TULISAN Saudara Kreshna Aditya berjudul ‘Kuda Mati Bernama Ujian Nasional’ di Media Indonesia (15/10) menambah satu lagi mitos keliru tentang ujian nasional (UN) yang berkembang di masyarakat. Dengan maksud untuk memberikan tanggapan atas tulisan tersebut, artikel ini mengemukakan beberapa mitos yang santer di publik, tapi sesungguhnya mitos yang keliru. Kementerian Pendidikan dan Kebudayaan (Kemendikbud) memandang setiap opini yang dilontarkan masyarakat sebagai bagian dari partisipasi publik untuk kemajuan pendidikan nasional.

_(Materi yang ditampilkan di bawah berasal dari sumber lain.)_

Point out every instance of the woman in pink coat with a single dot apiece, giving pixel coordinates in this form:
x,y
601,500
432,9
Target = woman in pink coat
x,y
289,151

Sedikitnya ada sembilan mitos keliru tentang UN yang berkembang di publik. Harus diakui, ada dua kutub berbeda tentang UN, yang menentang dan setuju. Itu kenyataan dan pemerintah tentu harus memilih satu di antaranya dengan pijakan yang kuat dan dapat dipertanggungjawabkan.

Hal pertama tentang UN yang keliru dipahami terkait dengan memaknai amar putusan Mahkamah Agung (MA), sebagaimana ditulis dalam rubrik ini bahwa MA telah mengeluarkan putusan menghentikan ujian nasional sampai pemerintah memastikan keadilan distribusi layanan pendidikan.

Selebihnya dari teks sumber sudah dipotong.